Tuesday 5 October 2010

RecSys 2010: music

How do teenagers learn about new music?  Audrey LaPlante has spent some time actually asking them, and presented some of their answers at the Workshop on Music Recommendation and Discovery.


Some of her findings were extremely interesting.  All of the teenagers she spoke to said that their tastes had changed substantially over time, and that the changes were due to changes in their social network.  Most had music geek friends whom they actively consulted for music recommendations, even though they were not influential people in other respects.  Although close contacts were most likely to be sources of new music, those chosen to play that role were "almost always those whose social network were more different from theirs, mostly those who were going to a different school".

I'll be interested to follow Audrey's research and see how we can learn to make online social networks an equally great place for young people to discover new music.

RecSys 2010: YouTube

The YouTube team had a poster at RecSys descibing their recommender in some detail.  The design is intentionally simple, and apparently entirely implemented as a series of MapReduce jobs.

They first compute fixed-length lists of related videos, based in principle on simple co-occurrence counts in a short period i.e. given a video i, the count for a candidate related video j could be the number of users who viewed both i and j within the last 24 hours.  The counts are normalised to take into account the relative popularity of different videos, and no doubt massaged in numerous other ways to remove noise and bias.  As the paper says, "this is a simplified description".

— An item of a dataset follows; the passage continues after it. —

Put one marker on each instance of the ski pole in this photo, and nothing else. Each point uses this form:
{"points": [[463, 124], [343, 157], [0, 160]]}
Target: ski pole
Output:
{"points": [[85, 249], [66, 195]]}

At recommendation time they build a set of seed videos representing the query user, based on the user's views, favourites, playlists, etc.  They then assemble a candidate pool containing the related videos for all of the seeds.  If the pool is too small, they expand it by adding the related videos of all the videos already in the pool, though always keeping track of the original seed video for messaging purposes.  The candidates in the pool are reranked based on a linear combination of values expressing the popularity of a given candidate video, the importance of its seed to the user, the overall popularity of the candidate and its freshness.  Finally the recommended videos are diversified, using simple constraints on the number of recommended videos that can be associated with any one seed, or have been uploaded by any one user.  Diversification is particularly important as related videos are typically very tightly associated with their seed.

Precomputed recommendations are cached and served up a few at a time to a user each time they visit the site.  Each recommendation is easily associated with an explanation based on its seed video: "recommended because you favorited abc".  While this system isn't going to win any best paper prizes it is certainly effective: 60% of all video clicks from the YouTube homepage are for recommendations.

RecSys 2010: social recommendations

Mohsen Jamali won the best paper award at RecSys for his presentation on SocialMF, a model-based recommender designed to improve ratings-based recommendations for users who have made few ratings but who have friends, or friends of friends, who have provided plenty.  Mohsen's previous solution to the same problem was TrustWalker.  TrustWalker predicts ratings from a set of item-item similarities and a social graph, where nodes are users and edges represent trust or friendship relationships.  The rating for item i for user u is predicted by taking a short random walk on the graph, stopping at some friend-of-a-friend v and returning v's rating for item j, where j is the most similar item to i which v has rated.  Closed form expressions for these predictions don't scale at all well, so to make a prediction TrustWalker actually executes the random walk a few times and returns the average rating.  On a test set of ratings by 50k users for 100k product reviews from the Epinions website, TrustWalker does indeed show a significant benefit in both coverage and prediction accuracy for cold start users over baseline methods that don't leverage the social graph.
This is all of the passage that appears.